アンモニアや尿素、アドブルーは、これからどんどん世界的に需要が増えていくでしょう。そこで、アンモニアや尿素の製造方法やアドブルーの製造や商標取得について解説していきます。
アンモニアの製造方法
・アンモニア合成原理
アンモニアNH3の合成は、工業的にはハーバー・ボッシュ法で行われています。窒素N2と水素H2を高温高圧下で直接合成させて、アンモニアを製造しています。
N2 + 3H2 ⇄ 2NH3(+ 92.2kJ)
ハーバー・ボッシュ法は、フランスの科学者ルシャトリエさんが発表したルシャトリエの原理を化学工業に応用しています。濃度・温度・圧力に変化を加えると、変化を抑えようとする方向に反応するという原理です。

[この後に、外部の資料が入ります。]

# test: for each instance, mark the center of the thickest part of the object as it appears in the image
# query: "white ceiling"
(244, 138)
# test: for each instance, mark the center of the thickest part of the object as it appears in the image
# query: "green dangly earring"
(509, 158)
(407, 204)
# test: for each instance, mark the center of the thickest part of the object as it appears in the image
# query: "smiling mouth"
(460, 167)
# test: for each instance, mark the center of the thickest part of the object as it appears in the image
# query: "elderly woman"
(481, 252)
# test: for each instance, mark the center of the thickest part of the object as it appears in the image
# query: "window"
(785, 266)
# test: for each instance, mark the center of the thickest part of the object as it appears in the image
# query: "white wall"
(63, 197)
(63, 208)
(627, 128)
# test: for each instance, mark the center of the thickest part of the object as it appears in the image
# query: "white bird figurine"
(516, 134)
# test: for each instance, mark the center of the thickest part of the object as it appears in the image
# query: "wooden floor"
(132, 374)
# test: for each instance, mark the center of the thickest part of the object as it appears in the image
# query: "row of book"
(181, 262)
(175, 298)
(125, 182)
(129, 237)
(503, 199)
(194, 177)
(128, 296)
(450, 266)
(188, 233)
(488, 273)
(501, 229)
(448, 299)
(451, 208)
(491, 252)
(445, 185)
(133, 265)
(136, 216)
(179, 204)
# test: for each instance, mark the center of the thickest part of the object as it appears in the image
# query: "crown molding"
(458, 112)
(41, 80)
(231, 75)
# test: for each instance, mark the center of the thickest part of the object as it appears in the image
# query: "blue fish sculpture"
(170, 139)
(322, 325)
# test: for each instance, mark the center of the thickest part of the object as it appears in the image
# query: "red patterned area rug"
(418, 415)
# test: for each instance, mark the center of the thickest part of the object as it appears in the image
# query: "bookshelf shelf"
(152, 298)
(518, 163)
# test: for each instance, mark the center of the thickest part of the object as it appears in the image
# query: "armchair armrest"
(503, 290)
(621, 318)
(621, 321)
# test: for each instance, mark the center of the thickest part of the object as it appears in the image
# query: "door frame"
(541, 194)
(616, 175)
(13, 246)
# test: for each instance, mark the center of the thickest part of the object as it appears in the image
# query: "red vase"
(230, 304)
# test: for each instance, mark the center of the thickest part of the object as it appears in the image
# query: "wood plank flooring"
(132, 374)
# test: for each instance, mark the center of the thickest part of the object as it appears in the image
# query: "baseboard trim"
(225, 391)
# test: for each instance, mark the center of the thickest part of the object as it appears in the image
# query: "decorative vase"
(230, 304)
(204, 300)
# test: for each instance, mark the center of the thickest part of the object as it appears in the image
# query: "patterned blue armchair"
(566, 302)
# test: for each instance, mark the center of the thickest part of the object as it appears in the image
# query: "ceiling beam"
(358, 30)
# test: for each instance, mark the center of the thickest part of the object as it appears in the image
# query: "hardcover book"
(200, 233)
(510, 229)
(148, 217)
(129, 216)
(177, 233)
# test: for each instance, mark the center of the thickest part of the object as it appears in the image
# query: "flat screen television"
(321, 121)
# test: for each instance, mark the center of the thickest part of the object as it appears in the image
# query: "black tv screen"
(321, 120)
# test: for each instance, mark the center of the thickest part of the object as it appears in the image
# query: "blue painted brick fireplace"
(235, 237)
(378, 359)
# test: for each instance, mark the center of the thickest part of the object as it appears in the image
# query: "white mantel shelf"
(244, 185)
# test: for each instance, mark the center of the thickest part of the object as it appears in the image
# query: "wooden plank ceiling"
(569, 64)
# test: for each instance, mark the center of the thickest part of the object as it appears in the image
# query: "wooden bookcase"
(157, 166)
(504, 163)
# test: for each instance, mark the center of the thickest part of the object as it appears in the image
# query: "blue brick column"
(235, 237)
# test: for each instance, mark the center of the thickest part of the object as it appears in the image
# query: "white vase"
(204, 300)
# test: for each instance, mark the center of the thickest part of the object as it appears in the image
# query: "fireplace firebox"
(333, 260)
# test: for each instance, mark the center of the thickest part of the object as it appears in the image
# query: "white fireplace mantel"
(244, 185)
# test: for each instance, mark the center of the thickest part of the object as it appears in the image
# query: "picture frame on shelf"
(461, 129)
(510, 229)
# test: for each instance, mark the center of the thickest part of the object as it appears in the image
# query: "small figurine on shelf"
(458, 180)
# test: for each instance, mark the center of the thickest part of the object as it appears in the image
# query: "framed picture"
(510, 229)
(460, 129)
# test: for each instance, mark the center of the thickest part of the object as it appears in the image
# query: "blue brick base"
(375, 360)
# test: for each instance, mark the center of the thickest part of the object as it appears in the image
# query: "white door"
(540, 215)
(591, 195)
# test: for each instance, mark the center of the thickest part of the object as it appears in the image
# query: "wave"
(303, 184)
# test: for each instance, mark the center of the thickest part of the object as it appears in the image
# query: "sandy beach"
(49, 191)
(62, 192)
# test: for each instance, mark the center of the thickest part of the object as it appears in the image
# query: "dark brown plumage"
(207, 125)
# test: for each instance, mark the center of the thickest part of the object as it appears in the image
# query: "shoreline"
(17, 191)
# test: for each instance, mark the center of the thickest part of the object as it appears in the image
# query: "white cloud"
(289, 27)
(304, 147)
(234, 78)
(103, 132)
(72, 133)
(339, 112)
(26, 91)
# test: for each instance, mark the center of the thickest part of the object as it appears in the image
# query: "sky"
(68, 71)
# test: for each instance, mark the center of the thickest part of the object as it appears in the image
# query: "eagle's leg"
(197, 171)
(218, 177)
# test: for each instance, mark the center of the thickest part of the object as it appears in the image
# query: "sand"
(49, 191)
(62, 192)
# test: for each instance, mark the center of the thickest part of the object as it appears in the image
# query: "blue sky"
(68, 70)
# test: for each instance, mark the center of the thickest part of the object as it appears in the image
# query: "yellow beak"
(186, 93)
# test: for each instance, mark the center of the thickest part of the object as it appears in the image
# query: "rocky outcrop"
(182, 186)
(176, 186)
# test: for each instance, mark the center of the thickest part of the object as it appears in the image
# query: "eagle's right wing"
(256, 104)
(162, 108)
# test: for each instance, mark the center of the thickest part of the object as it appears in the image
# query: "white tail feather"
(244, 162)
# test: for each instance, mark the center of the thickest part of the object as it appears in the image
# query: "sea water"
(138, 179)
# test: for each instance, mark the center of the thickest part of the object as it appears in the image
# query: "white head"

容器内に窒素と水素が充満しているとして、それをギュッと加圧して高圧にすると、窒素と水素が合体してアンモニアになることで、容器内全体の分子の数が減少する方向に働きます。他にも、平衡を右に移動させるために温度を下げる方法もありますが、反応速度が遅く時間がかかります。現在では、鉄を主成分とした触媒を利用して【圧力:20~100MPa】【400~600℃】で合成しています。
・原料:窒素と水素の作り方
では、そのアンモニアの合成で使う窒素や水素はどうやって集めるのでしょうか?こちらのブログや資料でも紹介してありますので、確認してみてください。天然ガスの水蒸気改質(スチームリフォーミング)で手に入れます。天然ガスの主成分であるメタンCH4と水蒸気H2Oから水素と二酸化炭素を作り、それを-200℃ぐらいの液体窒素を使って洗浄し、純度の高い水素ガスを得ます。窒素及び液体窒素は空気分離装置で空気を液化して作られます。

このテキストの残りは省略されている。